ETHUSD Update: The dramatic retrace off of 136 is not a healthy buying signal. This 4 hour chart provides an idea of where new minor support and resistance is based on this recent price action.
When I write "healthy" buying, I am referring to the kind of buying that leads to a bullish trend. Since the 160 low was taken out, the major trend is more neutral than bullish at the moment and short term momentum is still bearish (lower highs / lower lows). On that note, the recent retrace off of 136 appears to be a possible "lower high". Do not be fooled into thinking the rally has returned by narrowing your focus to small time frames.
The 241 resistance needs to be broken to the upside to prove that the major bullish trend is in play. Until that point, there is a minor resistance range that comes from the .618 of the previous bear swing which presents a resistance zone from 190 to 205. If bearish momentum is going to persist on the near term, this area is a good place for price to reverse lower. It is possible that price can retest the 136 low from here, or make a higher low and begin a bottoming process. Either way, this area is not a good area for new buying in my opinion.
If price retraces lower from this zone, the first minor support is 171 which is the .382 of the most recent swing up. This needs to hold in order for the buying to bring this market beyond the 205 resistance zone. If price falls below 171, the next area to look for the market to hold is the 160 to 150 area. This is the .618 of the recent upswing. These support areas serve as a reference point to look for a broader bullish reversal formation such as a double bottom or higher low.
Since we are still within the UASF hype period, the dramatic uncertainty can take this price lower very quickly. This is why I am staying out of this market until that event occurs. The current level offers possible day trading or swing trading opportunities, especially for quick shorts with the minor supports used for target references.
In summary, the dramatic retrace looks and feels great for the bulls, but pay close attention to what happens from here.
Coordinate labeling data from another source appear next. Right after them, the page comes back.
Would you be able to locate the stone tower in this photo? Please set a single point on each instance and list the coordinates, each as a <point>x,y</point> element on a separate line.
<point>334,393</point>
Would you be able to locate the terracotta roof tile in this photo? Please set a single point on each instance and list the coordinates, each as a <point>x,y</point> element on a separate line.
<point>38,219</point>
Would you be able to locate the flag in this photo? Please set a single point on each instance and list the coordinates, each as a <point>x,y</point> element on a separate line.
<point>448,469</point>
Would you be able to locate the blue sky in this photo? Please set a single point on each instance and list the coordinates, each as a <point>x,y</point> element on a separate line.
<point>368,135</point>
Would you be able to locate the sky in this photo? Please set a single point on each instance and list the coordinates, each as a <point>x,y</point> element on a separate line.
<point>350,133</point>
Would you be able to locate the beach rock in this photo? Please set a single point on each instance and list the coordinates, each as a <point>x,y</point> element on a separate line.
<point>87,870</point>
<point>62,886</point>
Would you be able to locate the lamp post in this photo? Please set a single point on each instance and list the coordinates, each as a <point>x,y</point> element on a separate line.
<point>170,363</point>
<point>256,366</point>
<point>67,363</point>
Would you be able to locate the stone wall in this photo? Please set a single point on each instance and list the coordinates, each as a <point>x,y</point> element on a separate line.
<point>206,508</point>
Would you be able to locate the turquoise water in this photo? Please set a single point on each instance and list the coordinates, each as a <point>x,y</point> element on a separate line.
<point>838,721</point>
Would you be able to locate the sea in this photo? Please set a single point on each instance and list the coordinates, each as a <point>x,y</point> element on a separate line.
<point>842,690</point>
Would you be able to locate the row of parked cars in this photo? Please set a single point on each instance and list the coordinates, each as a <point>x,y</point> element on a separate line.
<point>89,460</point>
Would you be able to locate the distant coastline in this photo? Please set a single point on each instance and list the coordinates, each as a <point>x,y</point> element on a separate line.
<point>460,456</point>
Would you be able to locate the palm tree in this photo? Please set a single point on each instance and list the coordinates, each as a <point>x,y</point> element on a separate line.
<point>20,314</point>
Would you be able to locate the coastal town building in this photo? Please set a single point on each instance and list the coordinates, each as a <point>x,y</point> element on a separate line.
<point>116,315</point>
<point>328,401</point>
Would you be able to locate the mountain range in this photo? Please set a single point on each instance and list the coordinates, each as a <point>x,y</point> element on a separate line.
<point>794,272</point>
From a broader perspective it appears to be a normal retrace within a bearish formation (lower high often leads to a lower low). For the major bullish trend to reestablish itself, 240 is the key resistance that needs to my compromised in my opinion. You don't have to get in at the bottom to have a good trade, let everyone else figure all that out and take all the risk. When the real buying appears, there will be plenty of opportunities to get back in with much better risk/reward profiles.